The Victorian ‘justice’ system is a wholly owned subsidiary of the Daniel Andrews establishment. He bought up the police force years ago. It seems that the criminal justice system is controlled opposition as well. The man is untouchable.
Acting Serjeant Beau Barrett goes free. Let loose to continue his peculiar brand of law enforcement. Only in Victoria. It is just fortunate that there are truth-tellers out there willing to keep fighting. Perhaps Ned Kelly had a point.
When the justice system merges with the State, we have problems. The Victorian police state existed before Covid. Just ask – well, you can’t, he has died – Cardinal George Pell. The sinister merger between the bureaucracy and the political class in Victoria occurred during the 2000s, on the watch of Daniel Andrews’s predecessors. But Covid gave the fascists who run Victoria permission to unleash low-rent thuggery on any opponents of the State who might emerge to challenge its power. Including people like Mr Peterson-English.

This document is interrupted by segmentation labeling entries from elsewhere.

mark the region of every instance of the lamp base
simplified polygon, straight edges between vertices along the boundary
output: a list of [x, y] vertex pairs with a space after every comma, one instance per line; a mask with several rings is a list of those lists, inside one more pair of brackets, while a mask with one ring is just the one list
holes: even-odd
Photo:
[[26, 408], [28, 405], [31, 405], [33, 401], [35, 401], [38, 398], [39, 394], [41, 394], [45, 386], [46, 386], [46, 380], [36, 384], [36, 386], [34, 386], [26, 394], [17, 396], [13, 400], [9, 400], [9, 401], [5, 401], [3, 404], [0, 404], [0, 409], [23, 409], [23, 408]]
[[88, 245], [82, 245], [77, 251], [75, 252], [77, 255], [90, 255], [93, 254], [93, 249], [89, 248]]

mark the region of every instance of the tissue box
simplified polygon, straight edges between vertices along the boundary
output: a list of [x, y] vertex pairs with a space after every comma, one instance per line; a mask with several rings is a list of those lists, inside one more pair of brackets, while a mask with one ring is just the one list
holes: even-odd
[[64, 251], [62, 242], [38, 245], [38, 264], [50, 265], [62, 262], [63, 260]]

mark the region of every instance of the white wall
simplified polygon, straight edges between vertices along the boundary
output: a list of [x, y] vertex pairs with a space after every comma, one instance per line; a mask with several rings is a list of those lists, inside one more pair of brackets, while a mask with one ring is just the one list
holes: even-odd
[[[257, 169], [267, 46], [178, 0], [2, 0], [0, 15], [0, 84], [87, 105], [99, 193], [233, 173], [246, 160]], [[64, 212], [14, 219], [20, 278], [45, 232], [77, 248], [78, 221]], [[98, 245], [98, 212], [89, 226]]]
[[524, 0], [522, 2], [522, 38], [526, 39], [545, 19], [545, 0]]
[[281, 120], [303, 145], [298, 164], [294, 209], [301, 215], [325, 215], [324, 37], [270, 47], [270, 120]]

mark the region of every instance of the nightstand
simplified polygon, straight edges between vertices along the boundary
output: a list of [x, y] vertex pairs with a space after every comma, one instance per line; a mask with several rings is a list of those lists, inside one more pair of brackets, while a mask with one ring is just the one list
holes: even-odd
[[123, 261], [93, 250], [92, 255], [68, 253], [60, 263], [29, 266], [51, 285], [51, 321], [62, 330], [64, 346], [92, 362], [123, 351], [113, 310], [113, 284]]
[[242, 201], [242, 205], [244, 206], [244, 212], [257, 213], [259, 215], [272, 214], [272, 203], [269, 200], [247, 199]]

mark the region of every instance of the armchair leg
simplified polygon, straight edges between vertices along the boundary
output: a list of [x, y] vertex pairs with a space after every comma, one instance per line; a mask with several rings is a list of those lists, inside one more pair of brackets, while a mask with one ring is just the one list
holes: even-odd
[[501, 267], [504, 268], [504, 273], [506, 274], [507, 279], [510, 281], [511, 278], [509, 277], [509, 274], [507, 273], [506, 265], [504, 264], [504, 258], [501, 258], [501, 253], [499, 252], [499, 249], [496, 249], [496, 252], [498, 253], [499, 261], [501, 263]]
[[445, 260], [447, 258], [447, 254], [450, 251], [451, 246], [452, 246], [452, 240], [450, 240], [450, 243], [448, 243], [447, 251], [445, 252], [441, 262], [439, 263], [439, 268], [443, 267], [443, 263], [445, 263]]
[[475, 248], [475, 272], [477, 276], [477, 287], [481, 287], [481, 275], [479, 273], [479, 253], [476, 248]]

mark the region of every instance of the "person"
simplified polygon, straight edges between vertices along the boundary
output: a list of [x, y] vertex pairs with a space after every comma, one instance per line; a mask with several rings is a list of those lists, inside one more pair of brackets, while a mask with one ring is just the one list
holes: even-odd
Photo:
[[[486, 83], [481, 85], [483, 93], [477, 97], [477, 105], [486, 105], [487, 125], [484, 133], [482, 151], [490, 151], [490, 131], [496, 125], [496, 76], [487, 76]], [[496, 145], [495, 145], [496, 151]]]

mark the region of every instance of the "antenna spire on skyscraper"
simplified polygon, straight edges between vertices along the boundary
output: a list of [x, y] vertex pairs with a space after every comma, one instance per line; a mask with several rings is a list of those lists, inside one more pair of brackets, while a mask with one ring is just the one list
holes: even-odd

The decision on the Flinders Street head-smashing play simply reaffirms what those of us paying attention to the Victorian system already know. The judicial system has provided little if any protection to citizens crushed by the Covid State.
There have been whistle-blowers, of course. Many Victorian police felt unease policing mothers seeking to allow their children to visit playgrounds during lockdowns. One such officer was Krystle Mitchell. She resigned, and ran for parliament.
She wrote in the Spectator Australia: ‘I witnessed government control increase in every aspect of our daily lives. Victoria Police turned from its ‘community-focused’ policing mentality toward a strict enforcement of health orders above all else. Our organisational values seemed to be thrown out the window. Video footage was emerging almost daily of police being over-zealous. Dan was on our TVs every night scolding, berating, or gaslighting us. The protests pushing for less government control seemed pretty reasonable and not all that surprising to me, but my organisation’s response to them quickly escalated beyond any point of reason.’
While there are Krystle Mitchells and Mark Tarrants, we might dare to believe there is still hope. And to believe that the judicial system might somehow be re-oriented to the protection of liberty and citizen rights. Even in Victoria.